It was Carter.
"You," gasped Brian… before he smiled.
Carter smiled back.
"Yes, me," he said, in a British accent. "I was wondering when I'd be meeting you Bank. And here you are, the last living descendant of Salazar Slytherin," his smile turned into a nasty scowl. "And you're the son of a filthy mudblood."
"And here I thought Rodriguez was trying to kill me," Brian sarcastically quipped. "Then again, he does seem the type."
"With him around, who would suspect," Professor Carter put his fake American accent back on, "boring, unassuming, Professor Carter?"
"And lemme guess, you tried to kill me, not Rodriguez?"
"Right you are," Professor Carter said, dropping the accent. "And if your friend Khanna hadn't lit Rodriguez's robes on fire, causing me to lose my focus, I would've succeeded! No matter.
"You're too noisy for your own good, just like Potter. Him and all of his damned ancestors. MACUSA may have caught Dolores Umbridge after she killed your father, but it doesn't matter. Do you know what I see in this mirror, Bank? I see my master, alive and well, ruling the world. What do you see?"
Brian looked at the mirror; it was a large magnificent mirror, with an ornate gold frame, standing on two clawed feet. There was an inscription around the top: Erised stra ehru oyt ube cafru oyt on woshi.
"Voldemort taught me the truth, dear Brian: there is no good and evil. There is only power, and those too weak to seek it…"
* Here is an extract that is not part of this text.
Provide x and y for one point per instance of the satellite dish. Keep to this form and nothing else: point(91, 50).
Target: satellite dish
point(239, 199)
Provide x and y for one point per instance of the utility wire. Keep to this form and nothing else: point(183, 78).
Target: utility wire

Brian tried to sneak out, but black fire surrounded the door. Brian couldn't get out even if he wanted to.
"Going somewhere, dear boy?"
"And I suppose you let the troll in too?"
"Obviously!" He rolled up his left sleeve, revealing a vivid red tattoo of a snake exiting the mouth of a skull. "Ever since the master's death at the hands of Potter, the Dark Mark has never been active. If I had it my way, Draco Malfoy would be beheaded for his defection. His parents didn't drop their faith in pure-blood supremacy, you know. But he DID. He joined the Ministry of Magic."
"So, how did you manage to evade the Aurors for so long?" Brian asked.
"Well, since I'm gonna kill you anyway, I might as well tell you how I evaded capture for almost 11 years now.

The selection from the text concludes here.